Kino and Hermes entered the city, which was shrouded in a fog.

____________________________

Kino and Hermes didn’t meet another man like that in the country. On their first day, though, they did meet quite a few other “colorful” people. The entire country, Kino observed, was monochromatic. Almost everyone wore sepia tones. If not that, black. No one stood and spoke in the narrow streets or shops. They would walk around (or run, in a few cases) muttering to themselves. Kino just couldn’t find the answer why. She finally got a room in an inn, and managed to talk to the clerk for all of about two seconds until she screamed and ran off, leaving the key on the counter.

“Excitable bunch, aren’t they?” Hermes chuckled.

____________________________

On the second day, Kino scaled the huge wall that surrounded the city. There were stairs, but most crumbled when one’s weight was placed on them. They, like the gates, reminded her of decaying bones. Except this was almost soil.

She heard mumblings of guards a ways from the stairs.

“Hello?” Kino called.

“Someone there?” Came a guard’s call back.

Kino walked a little farther on, and found three men playing cards.

“Oh! A traveler?” Said one with a toothy grin. “What brings you to this horrible place?”

”A whim.” Kino said simply. “Do you mind if I ask a question?”

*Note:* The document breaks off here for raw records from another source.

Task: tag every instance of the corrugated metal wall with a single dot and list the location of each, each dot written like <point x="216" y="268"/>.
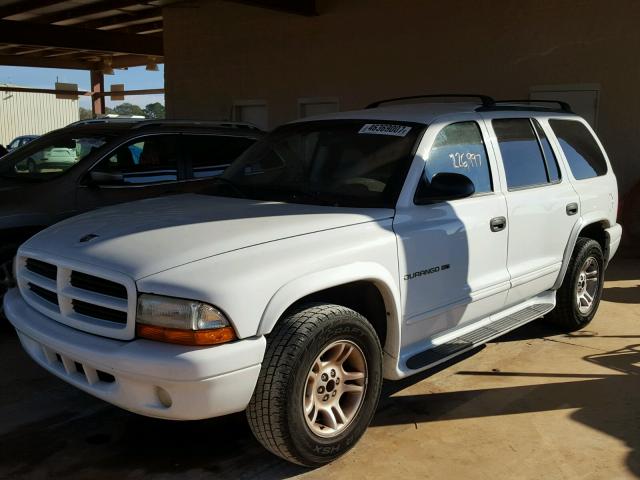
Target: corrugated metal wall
<point x="33" y="113"/>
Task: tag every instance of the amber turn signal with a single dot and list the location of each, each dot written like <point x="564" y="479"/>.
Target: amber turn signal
<point x="212" y="336"/>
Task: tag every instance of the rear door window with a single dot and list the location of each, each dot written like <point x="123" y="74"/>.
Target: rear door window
<point x="584" y="155"/>
<point x="210" y="155"/>
<point x="521" y="153"/>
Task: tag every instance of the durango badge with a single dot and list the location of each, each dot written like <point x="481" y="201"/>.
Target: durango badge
<point x="88" y="238"/>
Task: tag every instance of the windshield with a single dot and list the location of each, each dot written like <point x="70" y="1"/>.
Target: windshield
<point x="49" y="156"/>
<point x="339" y="162"/>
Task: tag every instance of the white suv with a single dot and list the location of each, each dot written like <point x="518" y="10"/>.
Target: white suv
<point x="336" y="252"/>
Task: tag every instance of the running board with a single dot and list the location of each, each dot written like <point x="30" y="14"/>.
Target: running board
<point x="478" y="337"/>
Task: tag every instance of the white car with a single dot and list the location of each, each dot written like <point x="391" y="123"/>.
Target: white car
<point x="336" y="252"/>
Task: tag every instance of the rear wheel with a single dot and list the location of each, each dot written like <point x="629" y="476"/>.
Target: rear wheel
<point x="319" y="385"/>
<point x="579" y="296"/>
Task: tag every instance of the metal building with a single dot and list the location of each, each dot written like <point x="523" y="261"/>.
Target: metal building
<point x="23" y="113"/>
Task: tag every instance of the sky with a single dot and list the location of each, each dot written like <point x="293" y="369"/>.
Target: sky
<point x="134" y="78"/>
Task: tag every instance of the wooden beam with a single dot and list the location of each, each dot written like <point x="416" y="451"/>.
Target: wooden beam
<point x="73" y="63"/>
<point x="89" y="9"/>
<point x="139" y="16"/>
<point x="298" y="7"/>
<point x="98" y="106"/>
<point x="23" y="6"/>
<point x="26" y="33"/>
<point x="99" y="93"/>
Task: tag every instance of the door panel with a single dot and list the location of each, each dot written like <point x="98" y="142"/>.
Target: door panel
<point x="452" y="264"/>
<point x="538" y="199"/>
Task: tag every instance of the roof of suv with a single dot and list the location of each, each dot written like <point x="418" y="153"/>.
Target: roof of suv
<point x="426" y="111"/>
<point x="132" y="124"/>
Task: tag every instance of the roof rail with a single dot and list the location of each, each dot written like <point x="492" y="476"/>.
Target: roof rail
<point x="199" y="123"/>
<point x="93" y="121"/>
<point x="486" y="100"/>
<point x="527" y="105"/>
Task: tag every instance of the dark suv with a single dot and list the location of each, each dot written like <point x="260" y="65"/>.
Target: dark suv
<point x="94" y="163"/>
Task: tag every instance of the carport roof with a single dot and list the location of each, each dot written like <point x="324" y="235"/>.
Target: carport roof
<point x="95" y="34"/>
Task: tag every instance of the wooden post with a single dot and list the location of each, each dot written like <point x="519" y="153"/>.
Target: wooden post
<point x="97" y="86"/>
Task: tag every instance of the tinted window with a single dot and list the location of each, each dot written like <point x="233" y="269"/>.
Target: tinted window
<point x="334" y="162"/>
<point x="522" y="157"/>
<point x="583" y="154"/>
<point x="50" y="156"/>
<point x="146" y="160"/>
<point x="459" y="148"/>
<point x="549" y="156"/>
<point x="210" y="155"/>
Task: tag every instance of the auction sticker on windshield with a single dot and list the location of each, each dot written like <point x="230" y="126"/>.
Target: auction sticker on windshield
<point x="385" y="129"/>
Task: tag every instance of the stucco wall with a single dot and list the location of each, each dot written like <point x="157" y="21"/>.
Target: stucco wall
<point x="362" y="50"/>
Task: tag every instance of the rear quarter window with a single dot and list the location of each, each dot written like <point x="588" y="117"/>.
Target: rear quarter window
<point x="584" y="155"/>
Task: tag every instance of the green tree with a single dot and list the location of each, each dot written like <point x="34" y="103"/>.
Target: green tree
<point x="154" y="110"/>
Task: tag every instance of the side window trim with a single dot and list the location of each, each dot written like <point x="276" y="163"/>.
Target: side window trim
<point x="537" y="128"/>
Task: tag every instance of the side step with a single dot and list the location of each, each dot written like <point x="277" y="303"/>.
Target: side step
<point x="478" y="337"/>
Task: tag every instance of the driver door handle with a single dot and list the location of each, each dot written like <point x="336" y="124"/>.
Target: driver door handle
<point x="498" y="224"/>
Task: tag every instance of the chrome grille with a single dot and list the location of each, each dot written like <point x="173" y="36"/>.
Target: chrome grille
<point x="98" y="285"/>
<point x="98" y="302"/>
<point x="43" y="269"/>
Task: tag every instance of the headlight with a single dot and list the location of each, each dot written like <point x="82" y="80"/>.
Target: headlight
<point x="187" y="322"/>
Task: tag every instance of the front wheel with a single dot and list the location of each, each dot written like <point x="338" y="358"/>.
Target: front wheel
<point x="319" y="385"/>
<point x="579" y="296"/>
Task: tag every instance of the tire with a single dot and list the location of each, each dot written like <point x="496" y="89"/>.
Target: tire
<point x="7" y="253"/>
<point x="571" y="313"/>
<point x="287" y="386"/>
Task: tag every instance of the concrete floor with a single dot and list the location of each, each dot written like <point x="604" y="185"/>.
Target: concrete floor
<point x="532" y="405"/>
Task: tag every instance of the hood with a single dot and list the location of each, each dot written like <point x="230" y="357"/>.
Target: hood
<point x="148" y="236"/>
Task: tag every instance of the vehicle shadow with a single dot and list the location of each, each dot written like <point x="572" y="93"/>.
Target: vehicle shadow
<point x="609" y="403"/>
<point x="622" y="294"/>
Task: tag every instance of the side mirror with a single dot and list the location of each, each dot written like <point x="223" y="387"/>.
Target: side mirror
<point x="105" y="178"/>
<point x="444" y="186"/>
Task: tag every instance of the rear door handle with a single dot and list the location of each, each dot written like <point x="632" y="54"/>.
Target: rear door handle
<point x="572" y="208"/>
<point x="497" y="224"/>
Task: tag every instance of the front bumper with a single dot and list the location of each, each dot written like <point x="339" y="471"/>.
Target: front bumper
<point x="151" y="378"/>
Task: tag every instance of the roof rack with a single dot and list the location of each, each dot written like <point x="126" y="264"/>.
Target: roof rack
<point x="94" y="121"/>
<point x="198" y="123"/>
<point x="486" y="100"/>
<point x="141" y="122"/>
<point x="526" y="105"/>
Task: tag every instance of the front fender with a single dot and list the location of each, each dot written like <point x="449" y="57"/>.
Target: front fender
<point x="296" y="289"/>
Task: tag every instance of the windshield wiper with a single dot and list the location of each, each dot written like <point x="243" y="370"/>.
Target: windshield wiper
<point x="314" y="196"/>
<point x="232" y="184"/>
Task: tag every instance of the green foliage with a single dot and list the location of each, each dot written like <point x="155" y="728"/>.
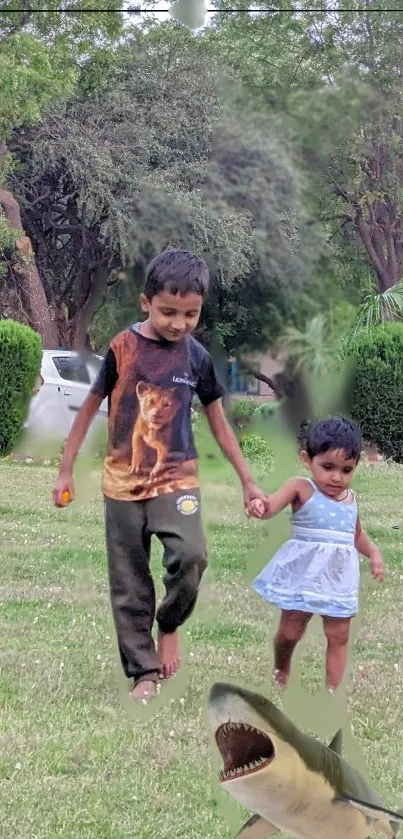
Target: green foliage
<point x="376" y="401"/>
<point x="8" y="238"/>
<point x="20" y="363"/>
<point x="312" y="349"/>
<point x="267" y="409"/>
<point x="242" y="411"/>
<point x="257" y="451"/>
<point x="41" y="53"/>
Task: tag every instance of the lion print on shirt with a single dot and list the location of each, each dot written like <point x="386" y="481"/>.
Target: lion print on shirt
<point x="153" y="427"/>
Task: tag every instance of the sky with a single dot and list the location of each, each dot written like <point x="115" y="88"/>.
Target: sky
<point x="162" y="4"/>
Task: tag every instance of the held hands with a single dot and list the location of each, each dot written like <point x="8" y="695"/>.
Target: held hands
<point x="256" y="503"/>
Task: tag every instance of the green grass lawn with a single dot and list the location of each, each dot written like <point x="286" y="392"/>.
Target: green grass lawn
<point x="77" y="759"/>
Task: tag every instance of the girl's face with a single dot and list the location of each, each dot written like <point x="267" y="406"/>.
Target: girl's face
<point x="332" y="471"/>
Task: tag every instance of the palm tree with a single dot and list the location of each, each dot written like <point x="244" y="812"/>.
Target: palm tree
<point x="379" y="307"/>
<point x="313" y="349"/>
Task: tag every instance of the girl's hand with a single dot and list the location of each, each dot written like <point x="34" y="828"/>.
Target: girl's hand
<point x="377" y="566"/>
<point x="259" y="508"/>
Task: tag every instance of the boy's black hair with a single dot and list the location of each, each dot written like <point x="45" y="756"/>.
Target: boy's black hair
<point x="178" y="272"/>
<point x="333" y="433"/>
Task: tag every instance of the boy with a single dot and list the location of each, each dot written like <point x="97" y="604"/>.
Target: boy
<point x="150" y="484"/>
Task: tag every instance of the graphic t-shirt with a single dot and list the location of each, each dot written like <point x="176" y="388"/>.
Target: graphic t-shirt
<point x="150" y="386"/>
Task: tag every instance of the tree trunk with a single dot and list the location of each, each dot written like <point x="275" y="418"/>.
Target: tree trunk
<point x="25" y="272"/>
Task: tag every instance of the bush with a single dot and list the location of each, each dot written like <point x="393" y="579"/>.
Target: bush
<point x="267" y="409"/>
<point x="256" y="450"/>
<point x="376" y="400"/>
<point x="20" y="363"/>
<point x="243" y="410"/>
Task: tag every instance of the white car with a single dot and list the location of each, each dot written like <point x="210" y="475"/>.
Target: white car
<point x="63" y="384"/>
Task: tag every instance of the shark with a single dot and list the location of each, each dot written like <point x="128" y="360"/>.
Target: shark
<point x="291" y="782"/>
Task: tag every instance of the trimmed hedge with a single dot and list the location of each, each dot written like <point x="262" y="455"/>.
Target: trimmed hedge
<point x="20" y="364"/>
<point x="376" y="397"/>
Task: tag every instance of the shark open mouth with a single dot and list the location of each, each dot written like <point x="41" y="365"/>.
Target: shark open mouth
<point x="243" y="748"/>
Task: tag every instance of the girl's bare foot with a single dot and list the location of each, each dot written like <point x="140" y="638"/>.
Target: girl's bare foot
<point x="280" y="678"/>
<point x="144" y="690"/>
<point x="168" y="654"/>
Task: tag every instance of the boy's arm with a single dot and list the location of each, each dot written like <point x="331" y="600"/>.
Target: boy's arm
<point x="101" y="388"/>
<point x="367" y="548"/>
<point x="229" y="445"/>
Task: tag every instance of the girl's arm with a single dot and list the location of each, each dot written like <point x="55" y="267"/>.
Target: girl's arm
<point x="367" y="548"/>
<point x="278" y="501"/>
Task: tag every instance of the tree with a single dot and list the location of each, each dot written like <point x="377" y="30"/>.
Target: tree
<point x="41" y="52"/>
<point x="335" y="78"/>
<point x="148" y="156"/>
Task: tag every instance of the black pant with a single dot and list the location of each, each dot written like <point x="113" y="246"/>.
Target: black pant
<point x="175" y="518"/>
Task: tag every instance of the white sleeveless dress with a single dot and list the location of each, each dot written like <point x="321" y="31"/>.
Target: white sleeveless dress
<point x="317" y="570"/>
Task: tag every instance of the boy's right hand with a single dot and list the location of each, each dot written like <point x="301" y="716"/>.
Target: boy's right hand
<point x="63" y="485"/>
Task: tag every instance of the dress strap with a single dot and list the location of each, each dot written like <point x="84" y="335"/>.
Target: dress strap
<point x="310" y="481"/>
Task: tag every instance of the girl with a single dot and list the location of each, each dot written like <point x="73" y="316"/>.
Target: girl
<point x="317" y="570"/>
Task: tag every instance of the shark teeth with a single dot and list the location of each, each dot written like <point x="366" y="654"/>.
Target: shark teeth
<point x="244" y="749"/>
<point x="242" y="770"/>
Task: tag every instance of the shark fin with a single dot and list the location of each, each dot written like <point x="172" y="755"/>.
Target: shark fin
<point x="372" y="811"/>
<point x="256" y="828"/>
<point x="336" y="744"/>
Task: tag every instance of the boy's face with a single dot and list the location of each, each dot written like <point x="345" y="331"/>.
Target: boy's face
<point x="332" y="471"/>
<point x="172" y="316"/>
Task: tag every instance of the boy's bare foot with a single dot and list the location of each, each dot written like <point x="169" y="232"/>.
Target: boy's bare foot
<point x="168" y="654"/>
<point x="144" y="690"/>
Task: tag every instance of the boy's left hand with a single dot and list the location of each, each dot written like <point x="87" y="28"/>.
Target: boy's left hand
<point x="251" y="492"/>
<point x="377" y="566"/>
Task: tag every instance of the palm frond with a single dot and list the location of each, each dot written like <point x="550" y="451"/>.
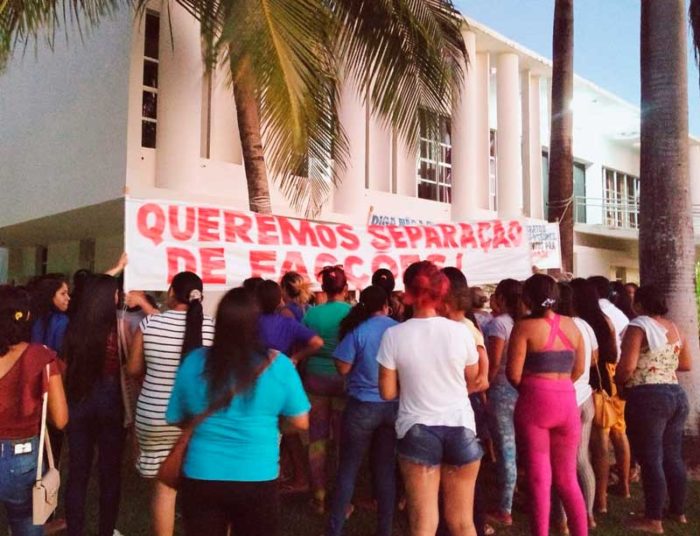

“You just asked one, didn’t you? We don’t, don’t worry.” Smiled the youngest of the three.

“Thank you,” Kino said, a slight blush from humiliation tinting her cheeks. “Why are people haunted by memories?”

“You see that unearthly fog?” Said the first. “We call it the ‘dream fog’. Because people have bad waking dreams when they’re in it. They remember people they’ve wronged…or people who have wronged them. They go about sobbing over the past, and they can’t see the present in their eyes!”

“This was a city of thieves.” The youngest piped up.

“They are repenting their sins.” Said the other, pointing down below.

“Why aren’t you affected?”

“It doesn’t affect us because we live up here. Above the fog.”

“And because we couldn’t steal anything if we tried!” Laughed the youngest.

“Hmm. Thank you, sirs.” Kino turned and left with a smile.

____________________________

Kino was not haunted by any memories (hers or otherwise) until she tried to leave the city on the third day, like always.

As she secured her few bags to Hermes, she saw a tall man, watching her.

He was much taller than just about everyone who passed him.

He seemed familiar, Kino thought. But she tried to ignore him as she mounted Hermes and headed for the gates, and back to the fork in the road some miles before it.

She also ignored the fact that he seemed to be semi-transparent.

Reaching the gates, the doors refused to open. Kino stood there, after dismounting Hermes, staring at them, demanding mentally that they opened. But they wouldn’t; they just stood there, four feet thick, mocking her for not being physically strong enough.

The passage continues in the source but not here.